Barence writes "Great Big War Game, a popular iOS and Android app, made only £52 in its first week on Windows RT. In an angry blog post titled 'Windows RT — Born to fail,' UK-based developer Rubicon blamed Microsoft for the paltry sum and said it won't be bringing any more of its titles to the fledgling platform. It seems Microsoft refused to promote the app as it would only run on Windows RT devices. However, Microsoft quickly got in touch with Rubicon, and the post was deleted and replaced with an apologetic response saying, 'Microsoft have graciously decided work with us to iron out the problems and get us past this incident.' Rubicon will be hoping that £52 figure improves quickly, as it spent £10,000 porting the game to Windows RT."

4 of 308 comments (clear)

  1. Sorry to be frank but what did he think by PopAndGame · · Score: 5, Interesting

    He took a business risk trying to port the game to Windows RT and lost? Now he's crying about it? Great, yeah, it costs money to port things to new platforms. But that's why you do your research first! Hell, I'm not going around yelling how my non-existing game on Steam is selling bad!
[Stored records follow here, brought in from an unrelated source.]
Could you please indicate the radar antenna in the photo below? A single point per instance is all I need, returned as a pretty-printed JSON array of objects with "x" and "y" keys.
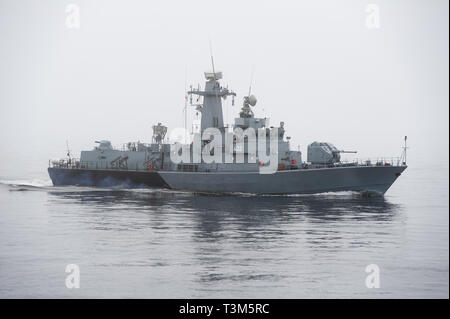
[
  {"x": 405, "y": 147},
  {"x": 68, "y": 150}
]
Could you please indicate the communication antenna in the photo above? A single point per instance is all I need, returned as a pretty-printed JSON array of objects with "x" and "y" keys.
[
  {"x": 68, "y": 150},
  {"x": 251, "y": 80},
  {"x": 404, "y": 150},
  {"x": 185, "y": 103},
  {"x": 212, "y": 59}
]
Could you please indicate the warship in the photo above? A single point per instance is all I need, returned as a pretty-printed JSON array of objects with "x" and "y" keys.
[{"x": 248, "y": 157}]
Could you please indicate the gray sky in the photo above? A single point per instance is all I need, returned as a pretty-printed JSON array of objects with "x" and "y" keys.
[{"x": 318, "y": 68}]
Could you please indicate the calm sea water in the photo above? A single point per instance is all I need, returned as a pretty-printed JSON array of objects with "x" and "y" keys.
[{"x": 146, "y": 243}]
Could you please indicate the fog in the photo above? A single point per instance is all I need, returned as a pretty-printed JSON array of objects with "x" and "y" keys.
[{"x": 317, "y": 67}]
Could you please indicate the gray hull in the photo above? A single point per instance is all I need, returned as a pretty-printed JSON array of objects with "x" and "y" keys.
[{"x": 371, "y": 179}]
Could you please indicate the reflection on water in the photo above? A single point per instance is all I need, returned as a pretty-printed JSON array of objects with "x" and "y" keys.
[
  {"x": 259, "y": 241},
  {"x": 161, "y": 243},
  {"x": 214, "y": 212}
]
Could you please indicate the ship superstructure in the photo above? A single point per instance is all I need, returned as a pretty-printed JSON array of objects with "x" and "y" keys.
[{"x": 253, "y": 157}]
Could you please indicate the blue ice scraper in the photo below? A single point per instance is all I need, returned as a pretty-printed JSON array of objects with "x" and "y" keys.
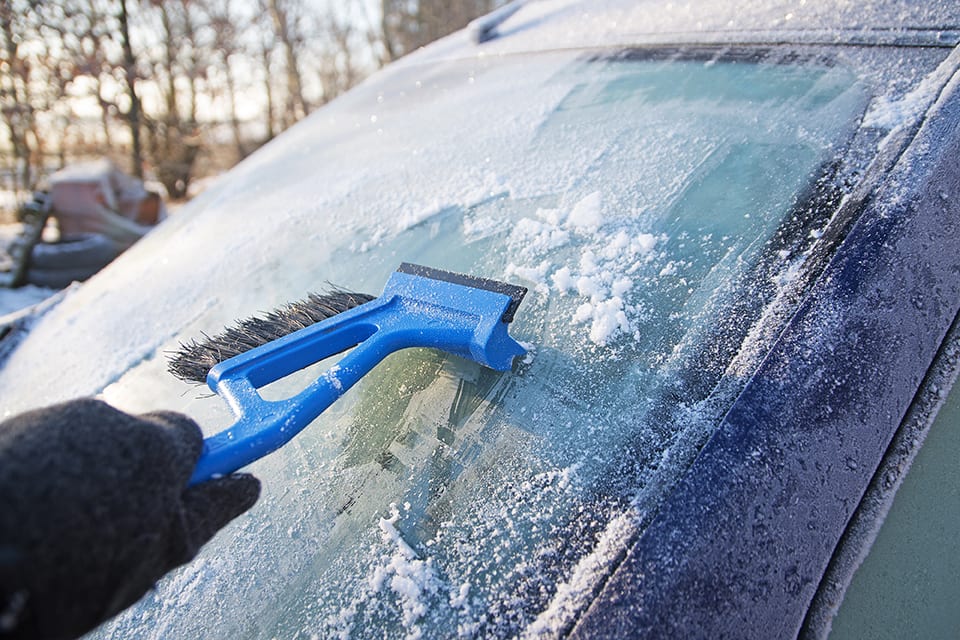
[{"x": 419, "y": 307}]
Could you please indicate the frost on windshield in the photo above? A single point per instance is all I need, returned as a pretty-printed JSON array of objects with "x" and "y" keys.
[{"x": 652, "y": 203}]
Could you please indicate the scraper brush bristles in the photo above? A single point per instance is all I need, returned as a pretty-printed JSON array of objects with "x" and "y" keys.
[{"x": 194, "y": 359}]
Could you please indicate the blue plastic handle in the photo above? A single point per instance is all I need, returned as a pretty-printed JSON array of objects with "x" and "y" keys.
[{"x": 413, "y": 311}]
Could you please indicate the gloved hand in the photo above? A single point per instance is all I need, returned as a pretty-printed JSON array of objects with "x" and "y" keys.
[{"x": 94, "y": 509}]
    But I know a thing or two about business and this is exactly why you research and don't cry about failed business decisions.

    1. Re:Sorry to be frank but what did he think by Alphadecay27 · · Score: 5, Interesting

      To be fair to Windows RT, it's sold through an excessively limited distributed channel (Microsoft kiosks and Microsoft Stores). To then expect overnight miracles for a game that, admittedly, I have never heard of is a little astounding. Granted, 52 pounds is probably a bit of a shock, but having never heard of it (as an admitted iPad and Surface owner), I can't really say I am stunned.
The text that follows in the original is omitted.